I do know that sub-addressing with a special character is nowadays a normal, better, way to do it. Unfortunately we have used this system for a very long time, starting around 2005... So there are a lot of existing email addresses.
I am considering changing to a new hosting company, that's why I started looking for a solution. The current company has very limited functionality for filtering using a simple webinterface, but the system I described works. The new hosting company uses all the nice features that brought me to this mailing list and I just want to find a solution for the existing email addresses. (We will switch to proper sub-addressing for new emailaddresses if I switch to the new hosting)
From what I understand there is no easy solution for solving this at the MTA level, and at the user level it is not easy to differentiate between multiple recipients?

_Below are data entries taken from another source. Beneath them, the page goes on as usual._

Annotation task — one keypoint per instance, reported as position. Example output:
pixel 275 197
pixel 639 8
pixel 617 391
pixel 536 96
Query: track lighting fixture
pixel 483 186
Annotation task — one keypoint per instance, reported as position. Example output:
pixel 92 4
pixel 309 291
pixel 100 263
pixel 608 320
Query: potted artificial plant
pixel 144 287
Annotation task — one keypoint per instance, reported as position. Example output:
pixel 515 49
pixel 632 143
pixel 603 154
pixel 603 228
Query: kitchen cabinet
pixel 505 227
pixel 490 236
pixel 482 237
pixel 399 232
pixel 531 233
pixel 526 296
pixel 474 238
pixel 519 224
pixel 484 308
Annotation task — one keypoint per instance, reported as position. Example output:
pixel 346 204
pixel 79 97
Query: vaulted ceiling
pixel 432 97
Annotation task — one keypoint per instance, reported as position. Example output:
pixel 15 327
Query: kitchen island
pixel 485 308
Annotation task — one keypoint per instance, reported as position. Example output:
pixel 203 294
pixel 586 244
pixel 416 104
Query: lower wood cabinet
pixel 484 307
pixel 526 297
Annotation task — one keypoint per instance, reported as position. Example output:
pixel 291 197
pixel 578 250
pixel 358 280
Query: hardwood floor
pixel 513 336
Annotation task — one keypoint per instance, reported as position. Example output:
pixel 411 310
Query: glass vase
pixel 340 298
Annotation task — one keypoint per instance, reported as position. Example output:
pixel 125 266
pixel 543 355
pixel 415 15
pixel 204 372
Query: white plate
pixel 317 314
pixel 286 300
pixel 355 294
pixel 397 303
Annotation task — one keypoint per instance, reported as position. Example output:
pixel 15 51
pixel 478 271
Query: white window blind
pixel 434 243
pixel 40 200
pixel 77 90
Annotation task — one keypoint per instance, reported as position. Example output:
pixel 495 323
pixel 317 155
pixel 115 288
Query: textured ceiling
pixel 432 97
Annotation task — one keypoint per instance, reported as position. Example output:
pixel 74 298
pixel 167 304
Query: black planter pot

I have been trying different approaches (like regexes using (?!john), which I couldn't get to work) and belo is hat I came up with so far. The problem with this is that all emails to multiple recipients still end up in the general mailbox, but emails send only to one recipient works ok. Any suggestions on improving? Or a completely different approach?
--Robert
if address :contains ["to","cc"] "john@<domain>" { # only one recipient if address :count "eq" :comparator "i;ascii-numeric" ["to","cc"] "1" { #redirect or fileinto redirect "joh@example.com"; stop; } else{ #redirect or fileinto and continue with next filter redirect :copy "john@example.com"; } }
Ralph Seichter schreef op 23-11-2019 om 18:40:
- Tom Hendrikx via dovecot:
There are nice tricks you can do with virtual alias maps and pcre within postfix to split email to specific user accounts, which could also accommodate other alias schemes than standard subaddressing (such as yours). Postfix supports sub-addressing out of the box, simply by setting the "recipient_delimiter" configuration parameter[1].